The knowledge graph is a large semantic network consisting of rich entities and relationship information, and can be used for supplementing the relationship between users and items in a recommendation task. The embedding-based method and the path-based method in the knowledge-graph are two types common in knowledge-graph recommendation. Embedding-based methods mainly use information in the graph to better characterize entities and relationships. The Trans class model is a representation based on an embedding method. The path-based method utilizes a connectivity mode such as a meta path or a meta graph in the knowledge graph to recommend the path-based method. However, such methods are, for the most part, dependent on domain knowledge and are difficult to apply in practice. On the basis, the two methods are combined through the integration of entity embedding and connectivity information, and the entity embedding is optimized mainly through the path connectivity information of the knowledge graph. The group recommendation method is based on a common recommendation method, uses a specific aggregation method to aggregate users into user groups, learns the representation information of the groups, and models the interaction information of the user groups and items to predict the preference degree of different groups to each item.
Disclosure of Invention
The purpose of the invention is as follows: the invention aims to provide a Chinese Medicine Prescription generating method (KGAPG) based on Knowledge-graph and Group representation learning aiming at the problem that the Traditional Prescription generating method can not reasonably simulate the actual diagnosis and treatment process of Chinese Medicine. The invention considers the prescription generation as a group recommendation task, considers the symptom set of one patient as a group, and comprehensively considers the different influence of each symptom in the group, thereby expressing a plurality of symptoms as one group information by means of attention mechanism aggregation. From the theory of TCM, the group is the so-called "syndrome" of TCM, so the interaction between syndrome and herbs can be modeled. Firstly, a knowledge graph of traditional Chinese medicine is constructed, and semantic relations among different herbal medicines are learned in the knowledge graph. Then different influence weights of all symptoms in the symptom group are learned through an attention mechanism, so that the representation information of the symptom group, namely the representation information of the syndrome, is obtained through aggregation. Finally, the syndrome information and the herbal medicine information are interacted to output the predicted scores of different herbal medicines suitable for the group of symptom groups.

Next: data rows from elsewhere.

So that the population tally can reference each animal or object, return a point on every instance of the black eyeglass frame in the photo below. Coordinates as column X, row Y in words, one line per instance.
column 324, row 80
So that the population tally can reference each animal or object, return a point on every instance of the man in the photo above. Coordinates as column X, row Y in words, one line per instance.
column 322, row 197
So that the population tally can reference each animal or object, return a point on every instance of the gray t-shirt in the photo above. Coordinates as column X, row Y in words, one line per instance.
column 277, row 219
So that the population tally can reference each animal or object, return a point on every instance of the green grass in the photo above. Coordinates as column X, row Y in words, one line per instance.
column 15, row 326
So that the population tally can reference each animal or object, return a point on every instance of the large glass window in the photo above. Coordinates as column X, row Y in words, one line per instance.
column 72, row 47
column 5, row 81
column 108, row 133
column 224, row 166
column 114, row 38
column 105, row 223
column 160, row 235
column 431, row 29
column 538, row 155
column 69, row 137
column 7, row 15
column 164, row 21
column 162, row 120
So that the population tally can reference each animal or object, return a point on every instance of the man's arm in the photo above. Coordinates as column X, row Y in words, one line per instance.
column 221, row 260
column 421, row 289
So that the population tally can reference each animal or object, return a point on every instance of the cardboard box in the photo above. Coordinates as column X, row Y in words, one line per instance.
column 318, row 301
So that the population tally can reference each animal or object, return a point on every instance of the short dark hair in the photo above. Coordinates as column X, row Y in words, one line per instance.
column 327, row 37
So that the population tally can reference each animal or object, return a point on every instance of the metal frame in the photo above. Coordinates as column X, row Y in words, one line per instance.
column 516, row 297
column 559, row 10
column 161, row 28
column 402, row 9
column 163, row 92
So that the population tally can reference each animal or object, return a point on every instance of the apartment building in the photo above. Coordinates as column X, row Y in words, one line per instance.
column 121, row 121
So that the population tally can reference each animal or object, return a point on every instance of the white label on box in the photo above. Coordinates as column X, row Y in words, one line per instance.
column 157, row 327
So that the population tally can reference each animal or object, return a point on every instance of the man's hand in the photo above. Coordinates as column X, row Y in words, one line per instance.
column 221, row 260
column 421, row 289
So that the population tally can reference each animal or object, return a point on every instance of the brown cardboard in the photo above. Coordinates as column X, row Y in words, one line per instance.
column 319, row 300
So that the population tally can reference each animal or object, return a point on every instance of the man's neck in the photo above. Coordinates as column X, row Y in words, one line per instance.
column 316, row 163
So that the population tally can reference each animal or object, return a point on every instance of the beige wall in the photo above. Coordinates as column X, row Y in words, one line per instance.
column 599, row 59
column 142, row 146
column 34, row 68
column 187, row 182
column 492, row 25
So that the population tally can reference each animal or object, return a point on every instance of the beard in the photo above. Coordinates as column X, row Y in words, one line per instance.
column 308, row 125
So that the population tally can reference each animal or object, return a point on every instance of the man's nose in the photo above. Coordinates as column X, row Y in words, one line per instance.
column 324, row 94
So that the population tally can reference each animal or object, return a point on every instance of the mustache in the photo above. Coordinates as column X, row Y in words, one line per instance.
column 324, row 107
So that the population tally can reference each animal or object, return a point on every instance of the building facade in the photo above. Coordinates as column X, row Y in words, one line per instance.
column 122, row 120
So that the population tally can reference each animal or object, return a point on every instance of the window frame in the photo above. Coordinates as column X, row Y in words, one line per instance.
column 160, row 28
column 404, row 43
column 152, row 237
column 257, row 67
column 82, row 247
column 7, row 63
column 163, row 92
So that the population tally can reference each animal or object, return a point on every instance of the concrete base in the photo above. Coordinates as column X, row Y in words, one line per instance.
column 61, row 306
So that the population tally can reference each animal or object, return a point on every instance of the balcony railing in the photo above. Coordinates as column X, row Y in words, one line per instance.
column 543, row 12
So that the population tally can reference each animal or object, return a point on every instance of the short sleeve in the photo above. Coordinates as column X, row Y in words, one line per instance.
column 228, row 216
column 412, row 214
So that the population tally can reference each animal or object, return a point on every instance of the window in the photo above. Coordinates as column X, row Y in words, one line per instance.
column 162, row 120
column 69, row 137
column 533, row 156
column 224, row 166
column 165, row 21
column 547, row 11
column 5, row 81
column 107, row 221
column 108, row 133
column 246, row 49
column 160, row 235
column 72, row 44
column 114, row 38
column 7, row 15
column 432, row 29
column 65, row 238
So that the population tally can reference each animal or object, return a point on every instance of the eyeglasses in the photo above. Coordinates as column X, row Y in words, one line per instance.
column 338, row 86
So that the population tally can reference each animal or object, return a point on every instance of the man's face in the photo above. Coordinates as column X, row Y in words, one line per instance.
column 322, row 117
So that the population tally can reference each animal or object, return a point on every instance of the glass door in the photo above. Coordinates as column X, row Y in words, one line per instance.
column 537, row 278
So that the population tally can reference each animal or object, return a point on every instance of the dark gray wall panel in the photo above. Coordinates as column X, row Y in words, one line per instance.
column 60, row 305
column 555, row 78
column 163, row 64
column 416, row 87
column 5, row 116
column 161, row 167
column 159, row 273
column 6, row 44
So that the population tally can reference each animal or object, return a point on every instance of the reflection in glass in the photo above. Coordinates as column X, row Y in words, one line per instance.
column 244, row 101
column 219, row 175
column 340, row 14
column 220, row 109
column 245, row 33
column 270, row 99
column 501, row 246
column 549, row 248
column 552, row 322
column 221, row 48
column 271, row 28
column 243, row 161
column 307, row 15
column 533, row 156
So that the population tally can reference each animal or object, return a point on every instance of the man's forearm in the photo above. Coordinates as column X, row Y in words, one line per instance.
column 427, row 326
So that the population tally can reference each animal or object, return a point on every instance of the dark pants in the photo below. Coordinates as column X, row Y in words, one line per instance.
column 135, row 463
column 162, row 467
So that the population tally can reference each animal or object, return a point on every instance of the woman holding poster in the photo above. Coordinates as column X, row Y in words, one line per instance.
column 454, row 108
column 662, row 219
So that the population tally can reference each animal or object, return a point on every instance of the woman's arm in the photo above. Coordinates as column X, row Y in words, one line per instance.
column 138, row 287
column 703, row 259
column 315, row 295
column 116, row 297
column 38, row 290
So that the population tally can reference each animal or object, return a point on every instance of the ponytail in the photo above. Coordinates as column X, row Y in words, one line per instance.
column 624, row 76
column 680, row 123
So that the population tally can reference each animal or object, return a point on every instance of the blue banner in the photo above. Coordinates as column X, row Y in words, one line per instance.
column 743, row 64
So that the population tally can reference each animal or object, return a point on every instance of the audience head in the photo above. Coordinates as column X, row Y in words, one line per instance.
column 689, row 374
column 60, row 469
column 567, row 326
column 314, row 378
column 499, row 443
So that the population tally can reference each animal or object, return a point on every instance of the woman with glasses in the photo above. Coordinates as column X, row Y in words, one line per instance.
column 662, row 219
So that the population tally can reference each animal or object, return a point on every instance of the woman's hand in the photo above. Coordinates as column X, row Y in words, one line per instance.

The technical scheme is as follows: in order to achieve the above purpose, the method for generating a traditional Chinese medicine prescription based on knowledge graph and group representation learning of the invention sequentially comprises the following steps:
Further, step 1 specifically comprises: by Chinese medicine knowledge mapThe existing triple (ephedra, hasEffect, sweating) in (1) is taken as an example, wherein "ephedra" is a Chinese herbal medicine entity in the knowledge graph, "sweating" is an efficacy entity in the knowledge graph, and "hasEffect" indicates that the semantic relationship between "ephedra" and "sweating" can be expressed as "ephedra has efficacy of sweating". Let the notation of the triplet be (e)h,r,et) Wherein e ish,r,etThe head entity (ephedra), relationship (hasEffect) and tail entity (sweating) of the knowledge-graph are represented, respectively. First, the entities in the d-dimensional entity space are passed through Wr∈Rk×dProjecting the matrix into a k-dimensional relation space where the relation r is located to obtain an entity ehEmbedded representation within a relationship spaceAnd entity etEmbedded representation within a relationship spaceThen by optimizing the translation principleWhere r is an embedded representation of the relationship r in k-dimensional relationship space. Thereby obtaining the Chinese medicine knowledge map of the two entities of the Chinese ephedra and the sweatingIs initially embedded in the representation. According to the method, the Chinese medicine knowledge map can be finally obtainedEach entity in (a) is represented by an initial embedding after being trained by a TransR model.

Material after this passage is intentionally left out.